今日は急遽シフトの変更でいったん家に帰ることになった。
帰り道にある安売りが自慢のスーパーで油揚げと小松菜を買って、バイトの時間までに夕飯を作って……と段取りを考えながら歩いていると、ボロアパートの前に高級車が泊まっているのが見えた。
遠目からでもわかる高そうな黒塗りの車なんて、心当たりは一人しかいない。
「……ったく」
ごちながら近づくと、アパートをぼんやり見上げていた小柄な人……父さんがこちらに気づく。
親父とは正反対の華奢で小さな父さんは、本当に俺を産めたのか疑問に思うほど儚げだ。
「まこちゃん、おかえりなさい」
笑えばわずかに笑い皺が寄るけれど、年を感じさせるのはそれだけだった。
誰が見ても綺麗 と評判の父さんは、俺のほうにぱたぱたと駆け寄って来る。
「……父さん」
「どうしてそんな顔するの、別に怒らないよ?」
親父の仕事のサポートで父さんも忙しい身の上だ。そんな人がわざわざ俺を訪ねてくるなんて、そう思っても仕方ない。
「いや別に……そんなこと思ってないよ」
とっくの昔に追い抜かした父さんの頭を見下ろして、そわりと落ち着かなげに体を揺する。
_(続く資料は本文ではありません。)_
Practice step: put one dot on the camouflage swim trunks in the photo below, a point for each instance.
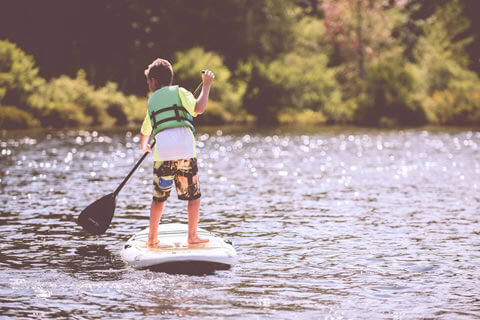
(183, 172)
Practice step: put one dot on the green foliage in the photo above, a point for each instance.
(388, 96)
(299, 80)
(450, 91)
(65, 102)
(14, 118)
(329, 61)
(18, 74)
(226, 91)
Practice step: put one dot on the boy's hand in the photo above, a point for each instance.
(147, 148)
(144, 143)
(207, 77)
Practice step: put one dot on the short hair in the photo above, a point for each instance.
(161, 70)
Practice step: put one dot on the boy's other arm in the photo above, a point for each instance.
(144, 143)
(145, 131)
(207, 78)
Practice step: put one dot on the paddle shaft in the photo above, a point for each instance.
(115, 193)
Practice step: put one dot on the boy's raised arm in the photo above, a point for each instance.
(208, 77)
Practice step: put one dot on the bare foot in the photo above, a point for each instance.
(196, 240)
(152, 244)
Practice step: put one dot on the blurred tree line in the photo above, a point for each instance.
(368, 62)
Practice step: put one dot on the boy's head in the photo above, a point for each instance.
(159, 74)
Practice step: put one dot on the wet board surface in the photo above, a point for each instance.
(175, 255)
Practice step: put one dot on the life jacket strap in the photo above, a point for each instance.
(178, 117)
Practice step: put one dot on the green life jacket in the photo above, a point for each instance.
(166, 110)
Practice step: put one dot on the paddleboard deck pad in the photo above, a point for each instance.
(175, 255)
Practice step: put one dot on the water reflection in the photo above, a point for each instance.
(333, 222)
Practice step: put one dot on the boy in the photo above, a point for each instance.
(169, 117)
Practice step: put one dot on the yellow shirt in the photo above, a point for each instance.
(188, 102)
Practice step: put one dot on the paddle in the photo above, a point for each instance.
(96, 218)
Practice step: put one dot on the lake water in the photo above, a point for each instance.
(330, 223)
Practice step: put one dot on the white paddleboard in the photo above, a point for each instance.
(175, 255)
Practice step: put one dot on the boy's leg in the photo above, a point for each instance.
(193, 213)
(162, 185)
(188, 188)
(155, 214)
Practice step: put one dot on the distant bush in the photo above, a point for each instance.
(295, 81)
(388, 96)
(14, 118)
(18, 75)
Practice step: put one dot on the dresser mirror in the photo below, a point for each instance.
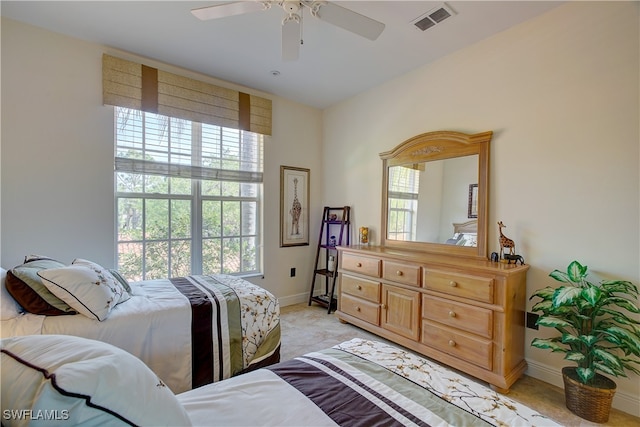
(434, 194)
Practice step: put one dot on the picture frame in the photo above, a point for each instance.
(473, 201)
(294, 206)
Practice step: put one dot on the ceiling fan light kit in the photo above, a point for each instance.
(292, 22)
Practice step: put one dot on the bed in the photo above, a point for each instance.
(190, 330)
(355, 383)
(464, 234)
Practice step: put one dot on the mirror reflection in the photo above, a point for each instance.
(434, 201)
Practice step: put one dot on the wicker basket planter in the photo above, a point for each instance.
(588, 402)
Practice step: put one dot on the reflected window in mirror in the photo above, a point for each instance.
(426, 197)
(404, 190)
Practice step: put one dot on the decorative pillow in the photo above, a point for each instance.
(27, 288)
(78, 381)
(86, 290)
(9, 308)
(120, 278)
(108, 276)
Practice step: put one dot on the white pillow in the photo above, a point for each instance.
(70, 380)
(85, 290)
(9, 308)
(108, 277)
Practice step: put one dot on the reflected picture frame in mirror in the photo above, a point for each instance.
(447, 150)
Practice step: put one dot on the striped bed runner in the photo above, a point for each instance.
(216, 332)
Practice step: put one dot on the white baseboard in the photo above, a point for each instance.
(622, 401)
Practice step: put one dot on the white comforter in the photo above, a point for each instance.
(155, 325)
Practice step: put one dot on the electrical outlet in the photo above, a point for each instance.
(532, 318)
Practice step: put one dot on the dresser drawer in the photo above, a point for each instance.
(473, 350)
(407, 274)
(364, 310)
(362, 265)
(361, 288)
(458, 315)
(478, 288)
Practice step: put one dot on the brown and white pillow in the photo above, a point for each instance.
(87, 288)
(83, 382)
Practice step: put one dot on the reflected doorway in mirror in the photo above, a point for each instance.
(473, 201)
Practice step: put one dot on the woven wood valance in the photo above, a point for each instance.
(132, 85)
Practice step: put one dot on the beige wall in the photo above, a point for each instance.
(561, 93)
(57, 158)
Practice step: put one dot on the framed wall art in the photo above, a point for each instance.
(294, 206)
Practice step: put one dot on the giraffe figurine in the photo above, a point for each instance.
(505, 242)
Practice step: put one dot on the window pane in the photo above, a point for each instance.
(157, 228)
(129, 182)
(249, 190)
(157, 219)
(249, 254)
(157, 260)
(211, 256)
(156, 184)
(129, 219)
(249, 218)
(180, 219)
(211, 216)
(211, 188)
(231, 218)
(231, 256)
(180, 185)
(230, 189)
(180, 258)
(130, 260)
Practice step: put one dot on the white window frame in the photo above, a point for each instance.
(202, 174)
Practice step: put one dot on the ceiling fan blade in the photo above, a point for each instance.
(290, 39)
(346, 19)
(229, 9)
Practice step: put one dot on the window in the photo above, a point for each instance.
(188, 197)
(403, 203)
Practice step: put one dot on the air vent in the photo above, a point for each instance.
(433, 17)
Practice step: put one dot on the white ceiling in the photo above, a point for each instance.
(334, 64)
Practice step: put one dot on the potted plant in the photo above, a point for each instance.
(595, 333)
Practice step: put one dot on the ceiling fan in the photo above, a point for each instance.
(292, 23)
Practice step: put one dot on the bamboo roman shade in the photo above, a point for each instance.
(132, 85)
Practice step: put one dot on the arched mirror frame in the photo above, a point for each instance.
(441, 145)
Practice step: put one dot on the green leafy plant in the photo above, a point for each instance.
(595, 332)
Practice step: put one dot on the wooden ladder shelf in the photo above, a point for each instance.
(334, 231)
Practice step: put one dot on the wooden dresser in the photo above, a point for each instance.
(463, 312)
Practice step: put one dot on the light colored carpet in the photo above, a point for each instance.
(306, 329)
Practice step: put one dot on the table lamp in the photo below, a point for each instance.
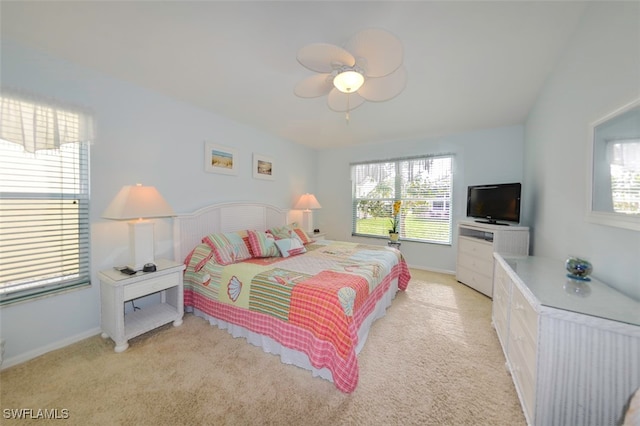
(136, 204)
(307, 202)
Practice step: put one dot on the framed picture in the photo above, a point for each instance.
(220, 159)
(263, 167)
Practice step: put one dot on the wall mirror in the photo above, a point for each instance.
(614, 169)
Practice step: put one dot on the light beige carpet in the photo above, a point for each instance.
(434, 359)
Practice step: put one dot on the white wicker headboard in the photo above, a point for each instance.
(189, 228)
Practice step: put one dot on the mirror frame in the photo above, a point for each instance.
(619, 220)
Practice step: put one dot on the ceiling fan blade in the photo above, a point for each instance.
(320, 57)
(378, 51)
(342, 102)
(384, 88)
(314, 86)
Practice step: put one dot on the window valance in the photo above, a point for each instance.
(39, 124)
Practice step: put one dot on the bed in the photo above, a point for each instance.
(251, 271)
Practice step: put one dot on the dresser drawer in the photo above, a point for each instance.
(151, 285)
(476, 264)
(476, 247)
(472, 278)
(523, 378)
(523, 312)
(523, 345)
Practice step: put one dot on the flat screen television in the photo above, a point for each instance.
(494, 203)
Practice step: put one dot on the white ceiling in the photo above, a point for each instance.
(471, 65)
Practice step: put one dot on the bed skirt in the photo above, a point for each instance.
(295, 357)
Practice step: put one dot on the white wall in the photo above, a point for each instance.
(482, 157)
(146, 138)
(599, 72)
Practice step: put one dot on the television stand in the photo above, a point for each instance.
(493, 222)
(476, 244)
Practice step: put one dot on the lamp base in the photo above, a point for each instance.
(140, 244)
(307, 221)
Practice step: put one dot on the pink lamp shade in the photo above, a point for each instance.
(307, 202)
(136, 203)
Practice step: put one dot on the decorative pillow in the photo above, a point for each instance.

突然家を飛び出したこととか、父さんが用意してくれていたマンションに住まなかったこととか、何度も来ていた連絡を無視したり使いの人間を追い返したり……怒られる理由が多すぎて冷や汗が出そうだ。
「すごいね、こんなレトロなアパートまだ残ってるんだ……」
「レトロ……」
物は言いようだ。
「懐かしい感じだよね」
「懐かしいってか……古いだけだって」
「そうそう、まこちゃんに差し入れ持ってきたの」
父さんがそう言って軽く手を上げると、黒塗りの車からスーパーの袋に入った食材が運ばれてくる。